Sometimes what it takes to compete with a heavyweight is a series of small, methodical steps.
At least, that’s the strategy that upstart wireless Internet service providers like NetBlazr and Webpass have chosen as they try to nibble off market share from Comcast and other huge incumbents in the cable, phone, and satellite industry.
When we last checked in with Webpass, the 12-year-old San Francisco-based company was just beginning to roll out its service in Boston—its fifth market.

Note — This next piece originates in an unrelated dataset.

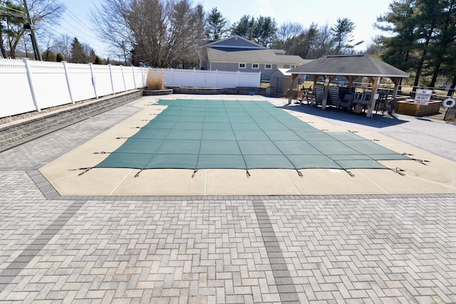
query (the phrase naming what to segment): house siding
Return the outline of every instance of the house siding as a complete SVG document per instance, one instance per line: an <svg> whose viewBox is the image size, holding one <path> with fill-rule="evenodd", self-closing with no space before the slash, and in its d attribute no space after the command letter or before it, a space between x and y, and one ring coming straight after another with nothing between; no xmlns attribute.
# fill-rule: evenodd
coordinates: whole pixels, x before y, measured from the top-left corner
<svg viewBox="0 0 456 304"><path fill-rule="evenodd" d="M245 68L239 68L239 63L246 63ZM271 64L271 63L268 63ZM273 64L272 68L266 69L264 68L264 63L259 63L259 68L252 68L252 63L211 63L210 64L210 70L229 70L229 71L240 71L240 72L249 72L249 73L261 73L261 81L269 81L270 79L271 74L275 70L277 69L277 65Z"/></svg>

Five months later, Webpass is available in a dozen neighborhoods around downtown Boston, as well as Cambridge, spokeswoman Jennifer Bennett says in an e-mail message.
Meanwhile, NetBlazr—founded in the Boston area in 2010—is also doubling down on expansion efforts here and pushing a faster Internet package that is more competitive with services like Webpass. NetBlazr got a boost last week with a $300,000 investment from local angel investor and CCBN co-founder Jeffrey Parker. That followed $675,000 in outside funding earlier this year from a group of investors, including Carbonite chair David Friend.
The emergence of Webpass in Boston and new money for NetBlazr mean more competition locally for Comcast and Verizon.
But one of the challenges for NetBlazr and Webpass is that, despite reporting growing customer bases, they remain niche players.
“Comcast probably has 70 percent of the market” locally, NetBlazr co-founder and CEO Jim Hanley says in a phone interview. “When Webpass comes in or any other company comes into this market, the big 800-pound gorilla probably doesn’t notice us that much.”
The bigger question is, will more consumers notice these small wireless Internet service providers?
Webpass expects to have “a few hundred customers” in the Boston area by mid-October, Bennett says. It has about 20,000 customers across its five metro markets.
Hanley won’t disclose how many customers NetBlazr has, but says the number is growing 10 percent each month and has doubled in each of the past two years. The size of its coverage network has also been doubling each year, with about 100 buildings in the Boston area outfitted with antennas on their roofs used to deliver the Internet signal, he adds. (Webpass uses similar radio-frequency wireless technology that involves line-of-sight communication between a network of antennas installed on buildings and nearby microwave towers.)
Unlike many consumer tech companies, neither NetBlazr nor Webpass are spending heavily on advertising.
Webpass—which employs nearly 100 people, including six in Boston—hasn’t taken venture capital. It has tried to attract early adopters in Boston through public relations, networking, and events, Bennett says.
“When there are more options (which Boston lacks), Webpass always shines through as the preferred provider, but when there is little to no competition it’s harder for us to make an immediate impact in a new market,” Bennett says in the e-mail. It may sound counter-intuitive, but Bennett says “People are less inclined to switch and try something new when there aren’t a lot of options. However, once they do switch, they are impressed with the service, start to tell others, and it’s like a domino effect, everyone starts following.”
NetBlazr’s new capital is being spent on building out its wireless infrastructure and growing its current staff of 12, Hanley says—not marketing. The company has mostly relied on word of mouth to drive demand, he says. (It’s telling that both Hanley and Bennett cite their companies’ Yelp ratings with pride, illustrating how important it is to them to keep customers happy.)
“We have a long list of people who are eager to have us,” Hanley says. “It’s less knocking on doors and introducing [ourselves], and more taking phone calls of people who want our service.”
Webpass and NetBlazr are among the services helping consumers “cut the cord” from cable and phone giants, and just pay for Internet and so-called over-the-top content from Netflix, Hulu, Apple TV, Amazon Instant Video, and the like. Webpass and NetBlazr are pitching themselves as alternatives to the entrenched industry leaders, offering high-speed Internet that is more affordable than a bundled services package from the “big guys” and free of contracts, hidden fees, or gimmicks, the companies say.